Photon: HTTP get request only getting part of HTML code

I want to scrape the HTML from this website using the Particle Photon:
http://www.espn.com/college-football/game?gameId=400945016

Here is the code that I am running:
#include <HttpClient.h>

 unsigned int nextTime = 0;    // Next time to contact the server
 HttpClient http;

 http_header_t headers[] = {
     { "Accept" , "*/*"},
     { NULL, NULL } // NOTE: Always terminate headers will NULL
 };

 http_request_t request;
 http_response_t response;

 void setup() {
     Serial.begin(9600);
 }

 void loop() {
     if (nextTime > millis()) {
         return;
     }

     Serial.println();
     Serial.println("Application>\tStart of Loop.");
     request.hostname = "www.espn.com";
     request.port = 80;
     request.path = "/college-football/game?gameId=400945016";

     // Get request
     http.get(request, response, headers);
     Serial.print("Application>\tResponse status: ");
     Serial.println(response.status);

     Serial.print("Application>\tHTTP Response Body: ");
     Serial.println(response.body);

     nextTime = millis() + 10000;
 }

If you go to the actual url and look at the page source, you see that it is pretty extensive.
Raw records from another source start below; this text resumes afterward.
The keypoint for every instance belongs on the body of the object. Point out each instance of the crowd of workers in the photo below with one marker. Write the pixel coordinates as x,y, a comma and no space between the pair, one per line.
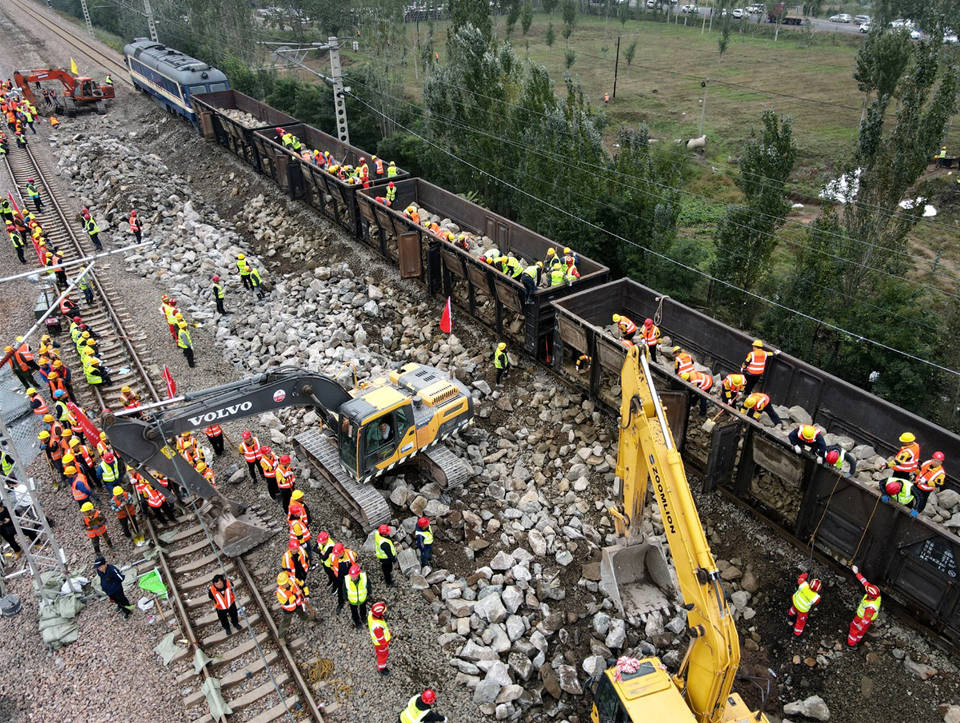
364,174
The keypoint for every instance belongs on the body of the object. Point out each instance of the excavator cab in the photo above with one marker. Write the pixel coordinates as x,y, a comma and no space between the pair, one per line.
371,440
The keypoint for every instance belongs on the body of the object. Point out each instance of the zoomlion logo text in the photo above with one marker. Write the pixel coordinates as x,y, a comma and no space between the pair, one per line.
220,414
667,514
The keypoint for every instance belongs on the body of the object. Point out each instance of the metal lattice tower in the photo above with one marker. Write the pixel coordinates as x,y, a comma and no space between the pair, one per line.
40,549
339,101
86,18
148,11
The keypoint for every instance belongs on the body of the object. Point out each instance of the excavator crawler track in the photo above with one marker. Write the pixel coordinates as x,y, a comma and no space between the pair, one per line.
363,501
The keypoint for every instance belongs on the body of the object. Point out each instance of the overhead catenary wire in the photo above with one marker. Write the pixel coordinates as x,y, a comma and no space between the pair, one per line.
687,267
897,213
613,172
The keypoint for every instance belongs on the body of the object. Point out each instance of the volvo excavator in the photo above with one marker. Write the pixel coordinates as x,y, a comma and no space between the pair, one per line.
385,424
641,689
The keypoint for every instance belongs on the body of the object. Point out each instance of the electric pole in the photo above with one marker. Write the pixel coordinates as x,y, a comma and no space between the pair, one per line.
86,18
148,11
616,67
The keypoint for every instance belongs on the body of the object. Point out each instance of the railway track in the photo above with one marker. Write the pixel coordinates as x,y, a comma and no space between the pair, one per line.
76,40
257,673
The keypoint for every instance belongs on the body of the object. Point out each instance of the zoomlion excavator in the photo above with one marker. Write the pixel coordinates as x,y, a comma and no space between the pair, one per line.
387,423
643,690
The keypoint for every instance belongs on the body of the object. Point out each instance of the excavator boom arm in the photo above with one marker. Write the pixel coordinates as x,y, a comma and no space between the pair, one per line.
143,442
647,452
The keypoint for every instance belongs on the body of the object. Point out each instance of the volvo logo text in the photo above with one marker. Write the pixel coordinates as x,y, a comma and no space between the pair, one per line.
223,413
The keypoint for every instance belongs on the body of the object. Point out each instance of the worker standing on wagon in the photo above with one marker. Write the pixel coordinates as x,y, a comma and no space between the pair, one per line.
651,337
867,611
218,294
755,365
501,361
34,194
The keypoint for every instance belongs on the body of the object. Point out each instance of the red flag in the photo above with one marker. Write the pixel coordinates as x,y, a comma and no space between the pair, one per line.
89,429
446,318
171,384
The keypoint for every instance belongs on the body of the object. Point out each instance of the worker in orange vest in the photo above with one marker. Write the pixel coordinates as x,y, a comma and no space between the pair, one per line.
651,337
224,602
250,449
755,365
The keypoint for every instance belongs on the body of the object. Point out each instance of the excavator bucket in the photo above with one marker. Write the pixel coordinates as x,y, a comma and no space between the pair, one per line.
637,578
237,535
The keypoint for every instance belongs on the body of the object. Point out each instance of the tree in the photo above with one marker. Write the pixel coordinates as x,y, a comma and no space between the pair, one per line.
470,12
746,237
526,18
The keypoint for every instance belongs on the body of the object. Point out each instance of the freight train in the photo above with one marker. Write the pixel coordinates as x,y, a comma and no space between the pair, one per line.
914,560
170,77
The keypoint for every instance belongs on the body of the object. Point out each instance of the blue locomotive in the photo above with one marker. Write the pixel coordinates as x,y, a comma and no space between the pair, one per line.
170,76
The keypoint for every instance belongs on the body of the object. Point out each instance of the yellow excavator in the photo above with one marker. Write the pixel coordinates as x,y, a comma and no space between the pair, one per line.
641,689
However, if with the code that I am running, this is all I get:

Application>    Start of Loop.
Application>    Response status: 200
Application>    HTTP Response Body: 
	<!DOCTYPE html>
	<html class="no-icon-fonts">
	<head>
		<meta http-equiv="content-type" content="text/html; charset=UTF-8" />
<meta http-equiv="x-ua-compatible" content="IE=edge,chrome=1" />
<meta name="viewport" content="initial-scale=1.0, max

Any ideas as to why I am not getting the entire source code?

The truth of the matter is, I just need to grab the team scores from the web page. I was thinking the best way to do this was to read all of the HTML code into a string and parse it to get the scores. Maybe there is a better way to do this, like look through the page and grab certain code? thanks.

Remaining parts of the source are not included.